Doctrine and Covenants 39–40

Doctrine and Covenants and Church History Seminary Teacher Resource Manual, (2001), 73–74


Introduction

In his vision of the tree of life, Lehi described a great and spacious building. It was filled with people mocking and pointing their fingers at those who were eating the fruit of the tree. Some who tasted the fruit “were ashamed, because of those that were scoffing at them; and they fell away into forbidden paths and were lost” (1 Nephi 8:28). Sections 39–40 concern James Covill, a man touched by the spirit of the Restoration. But his conversion was temporary because of “the fear of persecution and the cares of the world” (D&C 40:2). Elder Harold B. Lee, then a member of the Quorum of the Twelve, taught: “That which you possess today in testimony will not be yours tomorrow unless you do something about it. Your testimony is either going to increase or it is going to diminish, depending on you” (The Teachings of Harold B. Lee, ed. Clyde J. Williams [1996], 135).

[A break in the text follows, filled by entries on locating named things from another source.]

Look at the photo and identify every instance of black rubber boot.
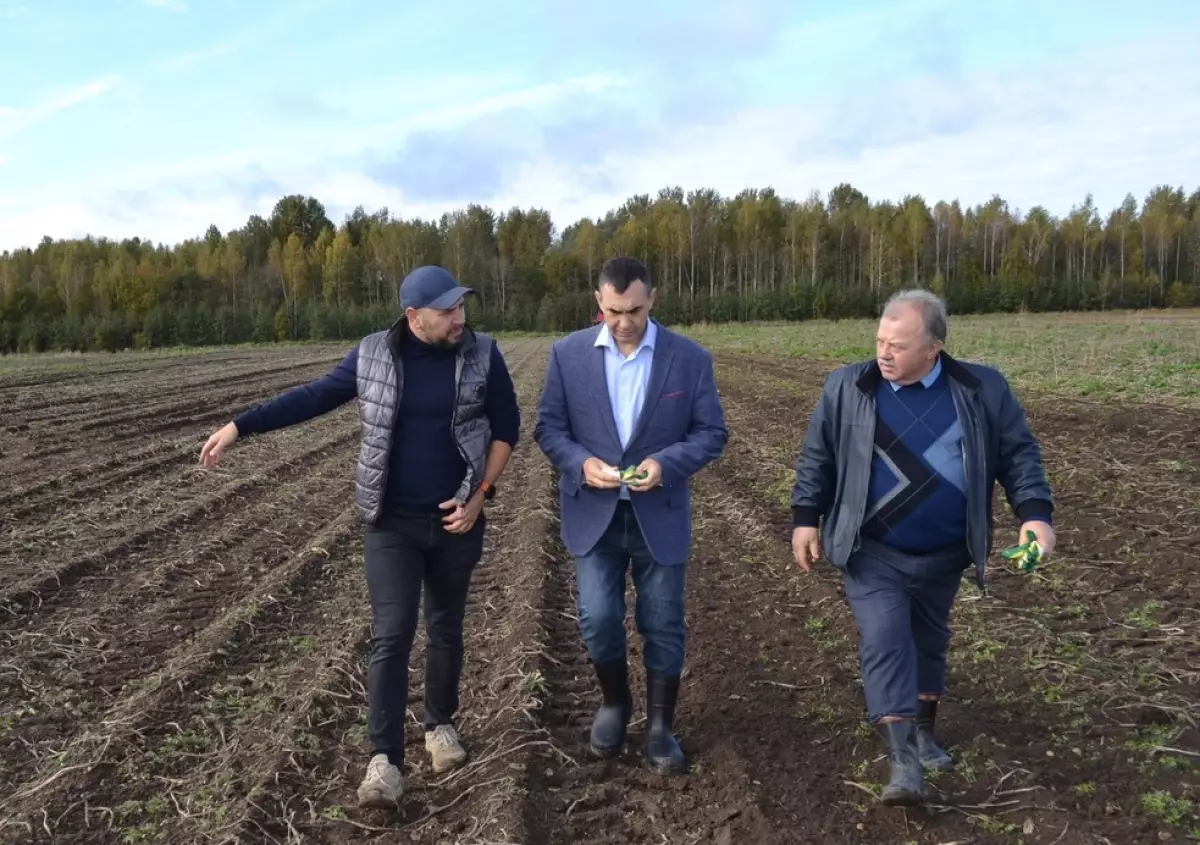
[590,658,634,757]
[646,670,688,774]
[917,701,954,772]
[880,720,925,807]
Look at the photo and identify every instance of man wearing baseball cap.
[200,265,521,808]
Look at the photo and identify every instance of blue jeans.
[845,539,971,723]
[575,502,686,676]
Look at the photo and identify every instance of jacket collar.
[856,349,979,396]
[388,314,475,358]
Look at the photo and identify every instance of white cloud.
[0,74,121,139]
[0,32,1200,250]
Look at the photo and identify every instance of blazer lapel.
[629,326,674,445]
[584,346,620,450]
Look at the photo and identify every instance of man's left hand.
[1016,520,1056,557]
[438,491,484,534]
[628,457,662,492]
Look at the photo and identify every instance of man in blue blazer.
[534,258,728,774]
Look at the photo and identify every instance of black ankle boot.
[880,720,924,807]
[646,670,688,774]
[590,658,634,757]
[917,701,954,772]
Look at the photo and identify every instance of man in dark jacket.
[200,265,521,808]
[792,290,1055,805]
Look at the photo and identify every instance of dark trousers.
[365,511,485,766]
[845,539,971,723]
[575,502,686,676]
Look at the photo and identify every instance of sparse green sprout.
[620,466,649,484]
[1000,531,1042,573]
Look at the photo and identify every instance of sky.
[0,0,1200,251]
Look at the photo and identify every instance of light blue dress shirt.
[595,319,659,499]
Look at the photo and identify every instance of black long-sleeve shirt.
[234,332,521,511]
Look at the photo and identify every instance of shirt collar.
[888,350,942,391]
[595,319,659,358]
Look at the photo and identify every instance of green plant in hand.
[1000,531,1042,573]
[620,466,649,484]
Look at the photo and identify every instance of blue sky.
[0,0,1200,250]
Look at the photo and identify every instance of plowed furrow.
[39,364,338,436]
[0,430,358,613]
[0,455,349,784]
[521,462,609,843]
[0,438,199,525]
[0,510,360,843]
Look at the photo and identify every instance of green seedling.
[620,467,649,484]
[1000,531,1042,573]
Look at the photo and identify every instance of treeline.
[0,184,1200,352]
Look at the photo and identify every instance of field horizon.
[0,310,1200,845]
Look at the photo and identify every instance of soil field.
[0,319,1200,845]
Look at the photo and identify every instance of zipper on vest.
[450,352,475,494]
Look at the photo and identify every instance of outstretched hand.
[200,423,238,468]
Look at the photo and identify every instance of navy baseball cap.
[400,264,475,311]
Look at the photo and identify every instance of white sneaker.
[425,725,467,774]
[359,754,404,810]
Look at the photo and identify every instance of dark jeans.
[575,502,686,676]
[365,511,485,767]
[845,539,971,723]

Some Important Gospel Principles to Look For

Additional Resources

Suggestions for Teaching

Doctrine and Covenants 39:7–11; 40. Pride, fear of persecution, and the cares of the world can lead us to reject the Lord and turn from our covenants.

(40–45 minutes)

Display pictures of you when you were a child. Ask students to describe how you have changed. Read 1 Samuel 16:7 and briefly describe how your heart has changed during those same years. Ask students to compare the section headings for Doctrine and Covenants 39 and 40 and identify what took place in less than a month. Ask:

  • How did James Covill’s heart change?

  • What do you think could have caused him to reject the Lord’s word so soon?

Read Doctrine and Covenants 39:7–9. Invite students to look again at verse 7 and insert their names in place of “James.” Ask if they think the Lord could call them by name and say that He has seen their works and knows them. Ask:

  • Why do you think the Lord watches and knows about you?

  • How might verse 8 have made James Covill feel?

  • What does it mean that his heart is right before the Lord?

  • Had James Covill’s heart always been right before the Lord? What had he previously struggled with?

Share the following statement by President Ezra Taft Benson:

“Essentially, pride is a ‘my will’ rather than ‘thy will’ approach to life. …

“Pride is characterized by ‘What do I want out of life?’ rather than by ‘What would God have me do with my life?’ It is self-will as opposed to God’s will. It is the fear of man over the fear of God” (in Conference Report, Apr. 1986, 5–6; or Ensign, May 1986, 6–7).

Refer students to the section heading for Doctrine and Covenants 39, and ask what work James Covill had done for 40 years. Read verses 10–11, and discuss why the Lord could say James Covill would be doing a greater work. Ask: What word in verse 11 shows that the promised blessings are conditional?

Compare Doctrine and Covenants 39:8 with 40:1. Ask: What word in Doctrine and Covenants 40:1 indicates how James Covill’s heart had changed?

Draw the accompanying picture on the board. Discuss why the word was is significant. Share the following statements (or some of your own) and ask students to describe what difference it makes when was is inserted in the sentence instead of is.

2 Hearts
  • Hiroshi ____________ staying morally clean.

  • Audrey ____________ keeping the Word of Wisdom, including staying away from drugs.

  • Antonio ____________ reading the scriptures and praying every day.

  • Maria ____________ preparing to be sealed in the temple.

Have students write the message of Doctrine and Covenants 40:2 in their own words. Invite a few students to share what they wrote. Discuss the following:

  • What does straightway mean? (Immediately.)

  • Why would Satan straightway tempt someone who had just received a revelation?

  • What caused James Covill to reject the word of the Lord?

  • Read verse 3. According to this verse, what did James’s fear of persecution and concern for the cares of the world lead him to do?

Read the parable of the sower (see Matthew 13:3–8, 18–23). Have students tell which verses they think describe James Covill, and why. Invite them to write a short paragraph explaining how they can strengthen their testimonies and be true to their covenants.